The expansion of 𝑏 plus 𝑐 to the 𝑛th power is the sum from 𝑘 equals zero to 𝑛 of 𝑛 choose 𝑘 times 𝑏 to the power of 𝑛 minus 𝑘 times 𝑐 to the 𝑘th power. Now, this can be a little confusing to work with, so you might also consider its expanded form. We start with 𝑏 to the 𝑛th power. Our next term is 𝑛 choose one 𝑏 to the power of 𝑛 minus one times 𝑐. Our next term is 𝑛 choose two 𝑏 to the power of 𝑛 minus two 𝑐 squared. And we continue that pattern all the way up to 𝑐 to the 𝑛th power.

Notice we reduce the power of 𝑏 by one each time and increase the power of 𝑐. Now, whilst we’re not going to consider the full binomial expansion, we will consider quite a few pieces. So, let’s define 𝑏, 𝑐, and 𝑛. We see that 𝑏 is 𝑎 over 𝑥 to the fourth power. We could define 𝑐 as 𝑥. And 𝑛 is equal to 10. Remember, for this binomial theorem to work, 𝑛 must be a positive integer. And so, the first term in our expansion is 𝑏 to the power of 𝑛. So, that’s 𝑎 over 𝑥 to the fourth power to the power of 10.

Remember, we’re looking for a constant term. That’s a term without any 𝑥’s in it. We can see quite clearly that if we distribute the 10 over our fraction, we’re still going to have an 𝑥. So, what about our second term? Well, we have 10 choose one times 𝑎 over 𝑥 to the fourth power to the ninth power times 𝑥. Once again, if we distribute the nine over 𝑎 over 𝑥 to the fourth power, we end up with an even higher power of 𝑥 on our denominator. There’s no way that 𝑎 to the ninth power over 𝑥 to the power of 36 times 𝑥 will give us a constant. So, we’re actually gonna go to the other end of our expansion.

We know that the final term will be 𝑐 to the 𝑛th power.

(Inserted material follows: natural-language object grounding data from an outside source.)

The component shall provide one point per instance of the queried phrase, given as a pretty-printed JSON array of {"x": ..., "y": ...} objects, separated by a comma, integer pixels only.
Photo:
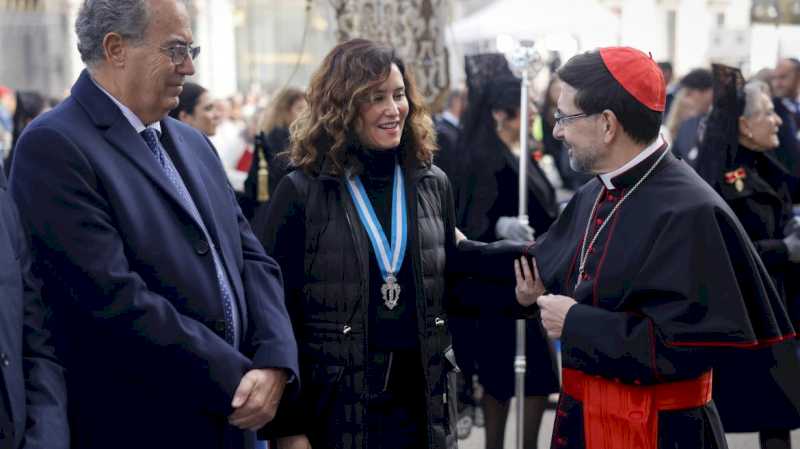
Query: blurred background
[{"x": 257, "y": 46}]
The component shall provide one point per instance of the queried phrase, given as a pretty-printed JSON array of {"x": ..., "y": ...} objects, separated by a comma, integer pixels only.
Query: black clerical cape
[{"x": 672, "y": 280}]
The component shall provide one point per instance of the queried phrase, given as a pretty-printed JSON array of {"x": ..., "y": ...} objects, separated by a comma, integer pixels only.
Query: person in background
[
  {"x": 169, "y": 316},
  {"x": 8, "y": 104},
  {"x": 490, "y": 137},
  {"x": 197, "y": 109},
  {"x": 669, "y": 74},
  {"x": 271, "y": 146},
  {"x": 786, "y": 87},
  {"x": 448, "y": 130},
  {"x": 685, "y": 120},
  {"x": 231, "y": 143},
  {"x": 755, "y": 390},
  {"x": 28, "y": 106},
  {"x": 33, "y": 394},
  {"x": 786, "y": 100}
]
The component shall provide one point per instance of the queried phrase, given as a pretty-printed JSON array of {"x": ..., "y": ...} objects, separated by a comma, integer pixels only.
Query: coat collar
[{"x": 630, "y": 173}]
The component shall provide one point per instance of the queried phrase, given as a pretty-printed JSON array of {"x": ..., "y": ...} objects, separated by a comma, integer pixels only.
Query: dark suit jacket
[
  {"x": 132, "y": 279},
  {"x": 32, "y": 391}
]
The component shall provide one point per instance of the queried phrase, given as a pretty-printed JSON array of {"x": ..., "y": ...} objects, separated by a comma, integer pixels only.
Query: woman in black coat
[
  {"x": 755, "y": 390},
  {"x": 489, "y": 212},
  {"x": 364, "y": 231}
]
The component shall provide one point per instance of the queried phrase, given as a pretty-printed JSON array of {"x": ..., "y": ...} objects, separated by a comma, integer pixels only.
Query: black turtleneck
[{"x": 389, "y": 329}]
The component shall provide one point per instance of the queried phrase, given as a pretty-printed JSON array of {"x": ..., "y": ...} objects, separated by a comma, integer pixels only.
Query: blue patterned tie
[{"x": 150, "y": 136}]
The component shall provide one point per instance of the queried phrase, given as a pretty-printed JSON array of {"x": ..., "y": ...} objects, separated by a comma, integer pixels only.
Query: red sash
[{"x": 617, "y": 415}]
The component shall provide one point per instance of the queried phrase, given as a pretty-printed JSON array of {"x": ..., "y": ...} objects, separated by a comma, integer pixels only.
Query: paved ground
[{"x": 475, "y": 441}]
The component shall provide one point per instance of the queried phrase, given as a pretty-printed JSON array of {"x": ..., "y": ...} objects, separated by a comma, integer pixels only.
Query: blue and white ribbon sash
[{"x": 390, "y": 258}]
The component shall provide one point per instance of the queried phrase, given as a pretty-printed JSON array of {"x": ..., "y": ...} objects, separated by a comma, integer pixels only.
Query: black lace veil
[{"x": 721, "y": 138}]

So, that’s 𝑥 to the 10th power, still not a constant. The term before this will be 10 choose nine times 𝑎 over 𝑥 to the fourth power times 𝑥 to the ninth power. Even if we cancel by 𝑥 to the fourth power, we end up with a coefficient of 𝑥 to the fifth power, so still no constants. The term before this, however, is 10 choose eight times 𝑎 over 𝑥 to the fourth power squared times 𝑥 to the power of eight. When we distribute this two over 𝑎 over 𝑥 to the fourth power, we get 𝑎 squared over 𝑥 to the eighth power. Remember, we multiply these exponents.

We then see that 𝑥 to the eighth power divided by 𝑥 to the eighth power is one. So, this term is simply 10 choose eight times 𝑎 squared; it’s our constant term. And according to the question, that’s equal to 720. So, we can say that 10 choose eight times 𝑎 squared must be equal to 720. Let’s evaluate 10 choose eight.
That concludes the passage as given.